As we enter 2013, the stock market is booming with the Dow Jones at 13,940.70 hovering close to record territory (in nominal terms) and the S&P at 1,498.11. Both indices have had blistering starts to the year and the commentary in the financial world is all about a ‘real recovery’ in the economy reflected in stronger housing data and good jobs reports etc. This all sounds very convincing except for one thing – history. The bull market in stocks which ended in 2000 was the greatest and most powerful bull market in history. Other asset classes were deserted as investors flocked in a mania into stocks irrespective of earnings, PE ratios etc. History tells us that all great bubbles are followed by huge busts and washouts in the overvalued asset classes and a rise in value in other asset classes. Today the stock market is not in a bubble but it’s hardly a bargain either – think of the foundations for the great bull market stretching from 1980 to 2000 in stocks – by the end of the 1970’s and early 1980’s magazines such as Newsweek and Businessweek were headlining with news stories about the ‘death of equities’  such was investor apathy to stocks at the time.  We are nowhere near that type of scenario today.

Another big reason to be sceptical about any big move upwards in the stock market is the general economic environment is so much worse now than it was in 1980. Then you had a high level of savings (absent today) to fund spending by consumers, you had a cost cutting pro-business, low tax president coming into office (Ronald Reagan and his UK counterpart Thatcher), relatively low levels of government debt to allow interest rates to rise and a great deal of scepticism or even disdain towards the stock market. Also, interestingly, at that time you had a mania in gold and silver – the reverse of the mania in stocks 20 years later. Investor psychology was setting the platform for a historic bull market in stocks in 1980 and a historic bear market in stocks in 2000.

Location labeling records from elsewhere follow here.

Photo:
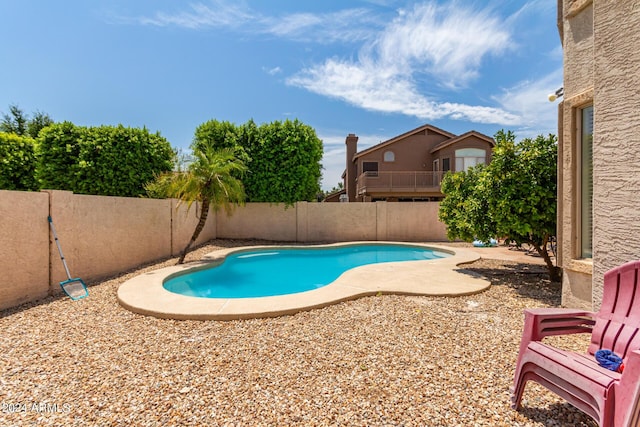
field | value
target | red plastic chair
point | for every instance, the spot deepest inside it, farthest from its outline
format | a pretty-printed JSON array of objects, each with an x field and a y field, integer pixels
[{"x": 610, "y": 398}]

In light of the strong start to the year for stocks precious metals have been firmly in the shade for January 2013. There are two probable ways this can play out price wise from here.  One scenario is that surprise bad news on the earnings front or economic data disappoints the stock market bulls and shocks the herd leading to a strong downward move in the market with downward momentum dominating the latter part of the year – in that situation I would expect metals to benefit hugely as investors become ever more sceptical about the prospects for economic recovery and the Fed’s money presses are cranked up another gear to stave off a deflationary depression.

The second scenario is that demand picks up across the economy and the bulls are confirmed in their early year optimism as the US economy gains some momentum. The problem with this is that if demand is maintained then the velocity of money will pick up rapidly and that means big inflation. Big inflation dominated the 1970’s but the stock market ultimately went nowhere in real terms and started the 1980’s at a 1 to 1 price relationship with gold – that’s 850 for the Dow Jones and 850 for an ounce of gold.  But big inflation is great news for precious metals – if paper is in freefall gold and silver will always thrive.

I think at the moment there is lot more negative than positive surprises in store for western economies over the course of 2013 but as we’ve outlined, almost regardless of which way the economic picture shapes up this year gold and silver are likely to do very well. I think it is a safe bet that whatever percentage gain stocks notch up over the next 11 months to the end of December, in percentage terms gold and silver will deliver a stronger result than equities. We are expecting silver to hit 30 euros an oz this year and to be able to hold above this level – this is a gain of approximately 29% from today’s price of 23.28 (1st Feb 2012) and we would expect gold to at least deliver its average gain of 15% per annum this year to get to 1405 from a current price of 1222.08 euro.